Keeping Up with the Joneses
Too much is never enough
Before you try to keep up with the Joneses,
be sure they’re not trying to keep up with you.
– Erma Bombeck
We’re all guilty of falling into the trap of material excess to some degree and keeping up with the Joneses. With massive pressure from TV, magazines, culture, and peers, it’s the “easy” thing to do. However, settling for what is easy and popular does not lead to a life filled with peace (regardless of what the advertisements say). As the writer/poet/playwright Oscar Wilde is known to have said:
Everything popular is wrong.
One of the biggest issues with keeping up with the joneses (material excess) is that it is not sustainable. I’m all for having the finer things in life; it’s just that we place heavy emphasis on the wrong “fine” things. It should be apparent to everybody at this point in our global consciousness, that we have done a great deal to harm the earth in recent history. 100 years ago, you would have given no second thought to drinking from a fresh water stream. While you would still have had a chance of ingesting a parasite, you would not have worried about toxic waste from the manufacturing of plastic, Styrofoam, and other harmful chemicals. While swimming in the ocean, you would have only needed to watch out for jellyfish, rays, and sharks not toxic run off, radiation and hypodermic needles.
While we are setting our goals, we tend to want “more than” what somebody else has. However, if everybody had five cars, four houses, two boats and a storage unit full of toys, where would we fit all of the waste when these products were no longer useful? You see, material possessions are manufactured to last only a limited time. If they were made to last forever (or at least as long as possible), then you wouldn’t need to buy a new one five years from now and the manufacturer would go out of business or at least be less attractive to its stock holders. Obsolescence is built into products because this keeps the company competitive on price and guarantees that the customer will need to purchase another item in a set number of months, years, etc.
So if we are to keep the earth in mind and still make goals to attain nice things, what is left? The goals we set for ourselves will have to become more about the attainment of health and spirituality than of wealth accumulation for the sake of being “better than” somebody else. Our future goals will have to be focused around creating sustainable energy, food, and recreation that can provide us with individual choice while keeping the good of the world population in mind.

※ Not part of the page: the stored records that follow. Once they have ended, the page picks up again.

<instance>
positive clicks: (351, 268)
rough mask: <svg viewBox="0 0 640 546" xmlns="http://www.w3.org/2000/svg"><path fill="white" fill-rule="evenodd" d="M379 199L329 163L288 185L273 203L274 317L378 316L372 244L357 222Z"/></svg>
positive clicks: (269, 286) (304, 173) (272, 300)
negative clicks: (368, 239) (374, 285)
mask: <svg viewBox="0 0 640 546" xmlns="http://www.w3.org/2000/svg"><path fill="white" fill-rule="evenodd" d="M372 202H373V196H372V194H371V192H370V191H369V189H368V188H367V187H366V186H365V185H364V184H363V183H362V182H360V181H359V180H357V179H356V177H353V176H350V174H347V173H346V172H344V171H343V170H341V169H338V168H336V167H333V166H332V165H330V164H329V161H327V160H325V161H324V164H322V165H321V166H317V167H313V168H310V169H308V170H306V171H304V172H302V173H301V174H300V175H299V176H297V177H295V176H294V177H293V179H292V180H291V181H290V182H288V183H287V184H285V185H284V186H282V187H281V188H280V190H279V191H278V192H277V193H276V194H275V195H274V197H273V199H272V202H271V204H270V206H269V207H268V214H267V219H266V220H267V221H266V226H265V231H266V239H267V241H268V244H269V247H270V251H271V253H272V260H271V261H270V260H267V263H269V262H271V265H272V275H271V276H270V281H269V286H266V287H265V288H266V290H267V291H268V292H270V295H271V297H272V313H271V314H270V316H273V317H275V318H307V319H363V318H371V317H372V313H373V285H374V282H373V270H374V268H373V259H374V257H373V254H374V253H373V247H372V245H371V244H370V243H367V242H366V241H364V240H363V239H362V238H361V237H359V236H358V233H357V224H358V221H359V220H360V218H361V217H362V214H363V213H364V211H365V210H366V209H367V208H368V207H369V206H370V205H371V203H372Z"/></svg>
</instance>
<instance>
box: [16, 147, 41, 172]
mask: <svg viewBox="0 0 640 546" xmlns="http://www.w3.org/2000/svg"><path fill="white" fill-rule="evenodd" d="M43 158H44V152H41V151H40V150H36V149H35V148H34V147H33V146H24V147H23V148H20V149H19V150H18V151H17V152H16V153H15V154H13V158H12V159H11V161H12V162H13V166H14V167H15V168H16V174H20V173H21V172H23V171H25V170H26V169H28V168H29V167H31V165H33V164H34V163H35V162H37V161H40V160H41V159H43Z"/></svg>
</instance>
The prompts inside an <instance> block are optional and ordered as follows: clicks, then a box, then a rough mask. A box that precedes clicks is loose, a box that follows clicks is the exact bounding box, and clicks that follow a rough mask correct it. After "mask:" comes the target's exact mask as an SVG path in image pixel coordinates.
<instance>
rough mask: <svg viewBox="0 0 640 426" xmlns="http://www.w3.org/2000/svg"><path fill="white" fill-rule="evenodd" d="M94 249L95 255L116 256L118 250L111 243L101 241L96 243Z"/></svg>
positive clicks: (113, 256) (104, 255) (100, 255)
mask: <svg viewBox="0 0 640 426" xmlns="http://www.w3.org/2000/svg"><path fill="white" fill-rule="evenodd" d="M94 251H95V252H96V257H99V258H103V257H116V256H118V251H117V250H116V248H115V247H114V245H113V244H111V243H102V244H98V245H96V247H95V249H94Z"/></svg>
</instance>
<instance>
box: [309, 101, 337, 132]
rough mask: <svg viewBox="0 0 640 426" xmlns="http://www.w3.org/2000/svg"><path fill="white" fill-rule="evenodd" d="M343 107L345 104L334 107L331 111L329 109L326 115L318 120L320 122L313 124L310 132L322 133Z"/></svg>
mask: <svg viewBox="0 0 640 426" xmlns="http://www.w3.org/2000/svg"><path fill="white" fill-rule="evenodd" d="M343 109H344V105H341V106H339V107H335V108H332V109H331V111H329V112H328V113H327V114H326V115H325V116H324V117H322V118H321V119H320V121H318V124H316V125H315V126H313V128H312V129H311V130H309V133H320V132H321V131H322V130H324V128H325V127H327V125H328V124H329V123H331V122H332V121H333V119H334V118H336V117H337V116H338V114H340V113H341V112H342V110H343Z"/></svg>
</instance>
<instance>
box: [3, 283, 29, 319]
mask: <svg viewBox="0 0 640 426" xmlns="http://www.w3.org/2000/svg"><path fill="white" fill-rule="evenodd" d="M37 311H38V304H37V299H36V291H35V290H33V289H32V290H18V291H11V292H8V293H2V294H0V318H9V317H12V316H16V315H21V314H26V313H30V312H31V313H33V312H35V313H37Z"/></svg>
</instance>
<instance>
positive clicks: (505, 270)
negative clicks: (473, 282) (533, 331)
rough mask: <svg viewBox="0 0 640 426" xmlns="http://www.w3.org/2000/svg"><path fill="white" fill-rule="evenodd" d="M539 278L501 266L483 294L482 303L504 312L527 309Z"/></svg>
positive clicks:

Physical and mental health, coupled with spiritual growth, is the only real goal we need to achieve complete peace within our lives. The outward goals we have, for the most part, are centered on our ego’s need to feel better than, more than, and superior to somebody else. If you have to compare yourself to somebody else to feel a sense of who you are, you will never be happy with who you become. For as soon as you surpass the Joneses, you become the Joneses and the cycle continues.
The Value of Things
The value of material objects is fleeting after a point. If you already have your basic needs met, having more “stuff” will not make you happier (at least not for long). If, however, you are struggling to provide basic necessities such as food, clothing, and shelter, then the value of those things is tremendous. Once your basic need for money and material requirements are met, the remaining possessions you acquire will do little to help you in any real way. I am not promoting a monastic lifestyle where one gives up all possessions and just searches for God (although, I’m not at all against this either). Instead, I merely want to point out that our goals in life have largely been decided for us by past generations, big business, and our peers. Setting your life’s goals around having more stuff is in direct opposition to achieving peace. Again, this is not to say you should not have nice things: It’s a wakeup call to realize what is important and to set our goals according to our own realizations, not the goals and dreams of those who value the dollar more than their fellow man. We should set our sights on the stars and learn to listen to that little voice that clearly tells us what we should be doing; that little voice that is all too often drowned out by our ego. The time of listening to our ego is now coming to an end. Let it talk, rather than avoiding what it has to say, but give it just a nod of acknowledgment and move on with your higher aspirations.